Friday, September 17, 2004

Still Flopping

Charles Krauthammer examines Kerry's multitude positions on the Iraq war.
If the election were held today, John Kerry would lose by between 88 and 120 electoral votes. The reason is simple: The central vulnerability of this president -- the central issue of this campaign -- is the Iraq war. And Kerry has nothing left to say.

Why? Because, until now, he has said everything conceivable regarding Iraq. Having taken every possible position on the war, there is nothing he can say now that is even remotely credible.
I'm not convinced that Iraq is the central issue in the campaign. To me the central issue is the war on terror, in general, of which Iraq is a small part. The central issue is how each of the candidates views the war on terror, i.e. from a 9/10 perspective or a 9/12 perspective. By Kerry's insistence on waiting to be hit again before the US would respond, and relying more on the law than on the military, Kerry places himself squarely in the 9/10 mindset.

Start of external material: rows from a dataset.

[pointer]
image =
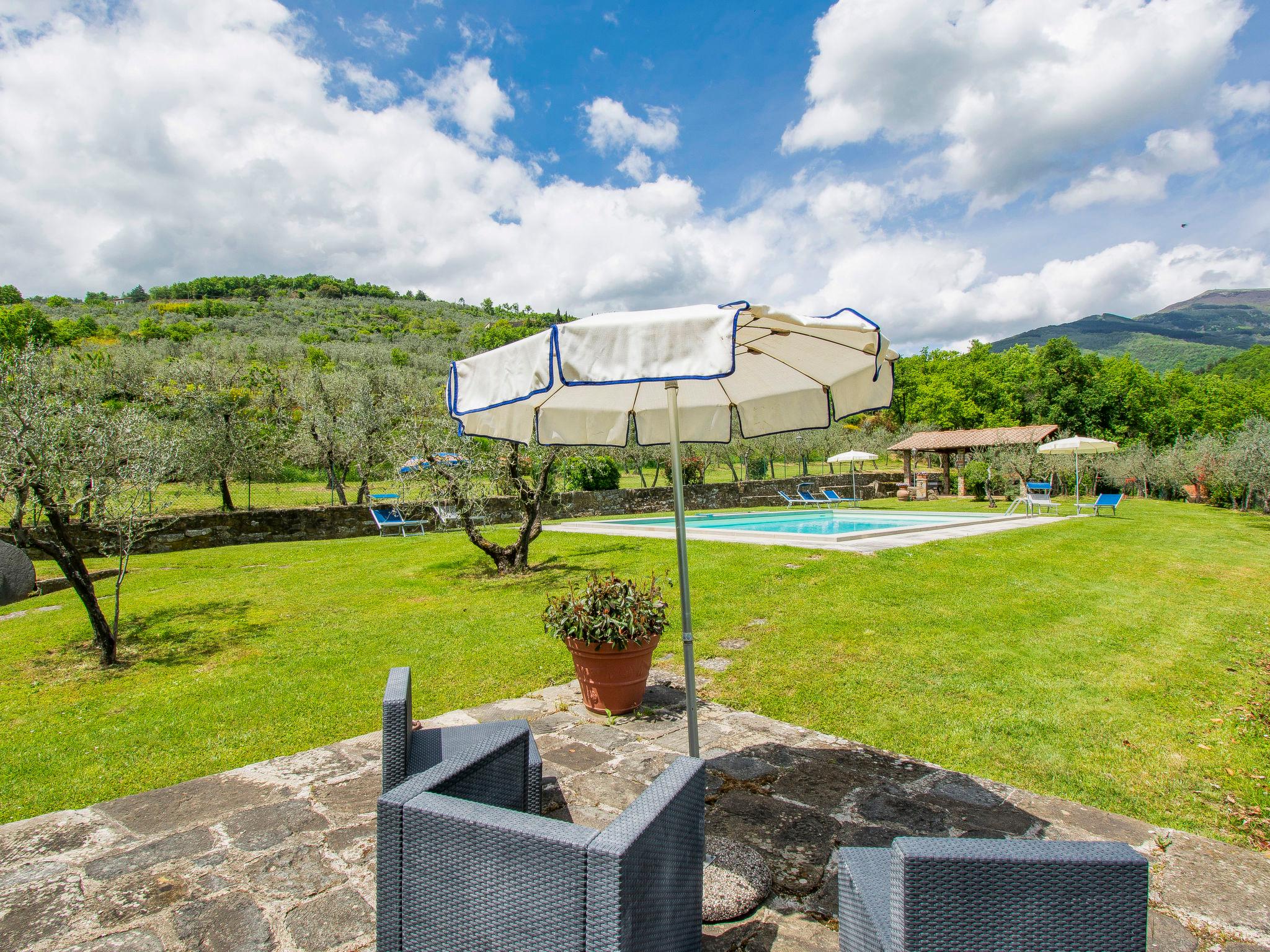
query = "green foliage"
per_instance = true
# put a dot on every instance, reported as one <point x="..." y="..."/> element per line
<point x="1251" y="364"/>
<point x="975" y="475"/>
<point x="1081" y="392"/>
<point x="182" y="332"/>
<point x="607" y="611"/>
<point x="590" y="472"/>
<point x="694" y="469"/>
<point x="24" y="324"/>
<point x="151" y="329"/>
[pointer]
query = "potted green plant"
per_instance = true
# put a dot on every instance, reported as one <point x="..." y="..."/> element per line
<point x="611" y="627"/>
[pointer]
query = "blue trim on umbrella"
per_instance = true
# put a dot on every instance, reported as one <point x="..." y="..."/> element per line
<point x="556" y="361"/>
<point x="453" y="391"/>
<point x="730" y="371"/>
<point x="871" y="324"/>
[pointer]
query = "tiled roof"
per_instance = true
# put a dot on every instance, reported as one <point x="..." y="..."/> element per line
<point x="972" y="439"/>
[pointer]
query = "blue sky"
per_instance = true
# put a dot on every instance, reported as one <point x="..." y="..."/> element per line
<point x="734" y="77"/>
<point x="954" y="168"/>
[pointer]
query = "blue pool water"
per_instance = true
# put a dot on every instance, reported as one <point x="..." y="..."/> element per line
<point x="814" y="522"/>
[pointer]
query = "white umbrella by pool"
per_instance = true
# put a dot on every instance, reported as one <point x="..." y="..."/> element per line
<point x="1078" y="447"/>
<point x="677" y="374"/>
<point x="853" y="456"/>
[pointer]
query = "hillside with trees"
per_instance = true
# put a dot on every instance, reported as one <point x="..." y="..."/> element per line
<point x="112" y="405"/>
<point x="1194" y="333"/>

Krauthammer's main point, I think, is that
These dizzying contradictions -- so glaring, so public, so frequent -- have gone beyond undermining anything Kerry can now say on Iraq. They have been transmuted into a character issue. When Kerry went off windsurfing during the Republican convention, Jay Leno noted that even Kerry's hobbies depend on wind direction. Kerry on the war has become an object not only of derision but of irreconcilable suspicion. What kind of man, aspiring to the presidency, does not know his own mind about the most serious issue of our time?
This lack of ability to take a position and follow through on it is an indication not just of what he would do in Iraq, but against terrorism in general.